The RTR cars provides this and more - it makes me get out the scenery materials and spruce up the layout to keep up with the detailed RTR cars!
Remember that say 20-30 years ago, most pre-decorated kits were pretty poorly done. You generally had to paint and decal the car yourself, or get custom decorated cars from say Bev-Bel (who would buy undec kits from Athearn or MDC etc. and decorate them.) In recent years, not only are there many more RTR cars than there used to be, but now even relatively cheap cars and engines have ‘state of the art’ decoration. Compare a decorated Athearn bluebox caboose of today to one from c.1990 and the new one has a much more complete and correct decoration. So…the need for undec cars isn’t as great as it once was.
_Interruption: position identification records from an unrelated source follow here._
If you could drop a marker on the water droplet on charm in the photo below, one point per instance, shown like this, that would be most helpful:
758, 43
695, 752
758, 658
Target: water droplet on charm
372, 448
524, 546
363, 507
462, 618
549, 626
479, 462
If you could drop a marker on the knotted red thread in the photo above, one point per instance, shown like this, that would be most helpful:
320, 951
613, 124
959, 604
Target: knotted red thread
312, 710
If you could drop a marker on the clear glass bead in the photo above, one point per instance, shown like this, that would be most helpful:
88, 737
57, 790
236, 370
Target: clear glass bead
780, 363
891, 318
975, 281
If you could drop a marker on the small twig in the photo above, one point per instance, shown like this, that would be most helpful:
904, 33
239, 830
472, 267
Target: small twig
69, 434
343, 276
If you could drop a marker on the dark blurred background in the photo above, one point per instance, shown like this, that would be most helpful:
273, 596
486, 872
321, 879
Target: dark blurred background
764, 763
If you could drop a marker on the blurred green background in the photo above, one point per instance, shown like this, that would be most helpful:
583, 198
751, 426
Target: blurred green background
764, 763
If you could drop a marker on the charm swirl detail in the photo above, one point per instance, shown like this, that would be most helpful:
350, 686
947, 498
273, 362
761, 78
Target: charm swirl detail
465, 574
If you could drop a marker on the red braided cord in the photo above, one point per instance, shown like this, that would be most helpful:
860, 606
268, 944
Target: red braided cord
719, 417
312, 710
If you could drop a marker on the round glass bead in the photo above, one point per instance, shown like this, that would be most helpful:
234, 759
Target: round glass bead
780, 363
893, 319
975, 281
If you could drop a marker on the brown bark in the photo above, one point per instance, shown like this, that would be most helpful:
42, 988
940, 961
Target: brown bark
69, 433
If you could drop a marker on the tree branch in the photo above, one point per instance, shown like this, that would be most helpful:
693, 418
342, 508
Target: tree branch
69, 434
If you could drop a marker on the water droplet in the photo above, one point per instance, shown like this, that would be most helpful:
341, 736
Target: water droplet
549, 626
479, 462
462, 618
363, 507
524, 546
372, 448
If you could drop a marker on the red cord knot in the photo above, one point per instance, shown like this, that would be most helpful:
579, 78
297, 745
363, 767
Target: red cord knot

I still like to ‘roll my own’, partly because I freelance and have custom made decals for my railroad, but if a car I like is available RTR I’ll buy it if it’s not too expensive.
For me it depends on the kit and the RTR. I don’t mind spending time on a unique car, but if my route has more than 3 of them and I can find them as RTR, RTR it is. It also depends on how much justice I can do to the car building it.
I still haven’t worked up the nerve to build the 16" Navy Gun Flat yet.
My first choice for freight cars is a kit, but I’ve made RTR exceptions. Examples are an Athearn caboose, a Walthers snowplow and a Walthers depressed center flat car. I’m currently building / rebuilding a couple of kit cabooses, one an Athearn BB and one a Roundhouse. The Athearn was used and someone drilled lamp holes in the side and I decided to fill them and repaint. And the old Roundhouse had an awful UP paint job. While doing this, I’ve noted the detail on the RTR UP Athearn and it is impressive in comparison; e.g., silver painted windows trim, windows, red painted (molded on) handrails. So there are definite pro’s & con’s.
On passenger cars, I’ve bought more RTRs, Walthers UP streamliners and MOW cars. The Athearn heavyweights I acquired and re-did are the simplest of kits; i.e, add the floor, couplers, trucks and handwheel and it’s done (unless adding lighting).
To me it’s more of a preference than an economic issue, though the time requirement is also a key item before retirement.